During a session on pensions, municipal bankruptcy expert James Spiotto, managing director of Chapman Strategic Advisors LLC, called for a four-pronged approach that includes congressional legislation to create a new federal bankruptcy court that would handle only insolvent public pension systems.
Spiotto’s plan assumes that a state or municipality has raised its taxes to the limit and all efforts at a consensual agreement with labor unions have been exhausted.
He also warns that communities face potential population loss if they raise taxes too high and are not able to maintain public service levels.
Spiotto warned that pension underfunding needs to be dealt with before another recession arrives in the next two to five years.
“I am not convinced that the scope is terrifying at this point,” Carol O’Cleireacain, former deputy mayor of Detroit for economic policy and planning, said, critiquing Spiotto’s latest paper presenting the proposal.

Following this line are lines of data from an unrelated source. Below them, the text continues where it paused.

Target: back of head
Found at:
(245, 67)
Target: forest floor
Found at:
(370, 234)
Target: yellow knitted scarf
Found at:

O’Cleireacain said budgeting tools and economic development options that can improve a municipality or state’s fiscal picture.
“Since 2009 every state has made meaningful changes to their pension plan benefit structures, financing arrangements or both,” she said. “The costs are now reported on balance sheets and continue to be lowered.”
Spiotto agreed that widespread efforts at pension reform have been undertaken, but he pointed out that some state courts have blocked reform efforts. And sovereignty issues prevent states from filing for federal bankruptcy protection, he said.
Deficits in state pension plans grew by $295 billion in fiscal 2016 to $1.4 trillion, Pew Charitable Trusts reported in April.
Five state retirement systems — in Colorado, Connecticut, Illinois, Kentucky and New Jersey — were under 50% funded, Pew reported.
On the other hand, states generally are in better fiscal condition than a year ago, the National Association of State Budget Officers recently reported in its spring edition of the Fiscal Survey of the States.
Both Spiotto and O’Cleireacain make good observations, said Kim Rueben, director of the state and local finance initiative at the Urban Institute.
The fiscal picture has improved, Rueben agreed, but she expressed concern that some states have not put their financial houses in order this far along in the economic expansion.
“I think right now with the stock market booming it feels less urgent, but we want to get our fiscal houses in order broadly,” Rueben said.
In 1990 average public sector pension plans were 80% funded based on Governmental Accounting Standards Board standards, compared with about 70% now, according to Laura Quinby, a research economist at the Center for Retirement Research at Boston College.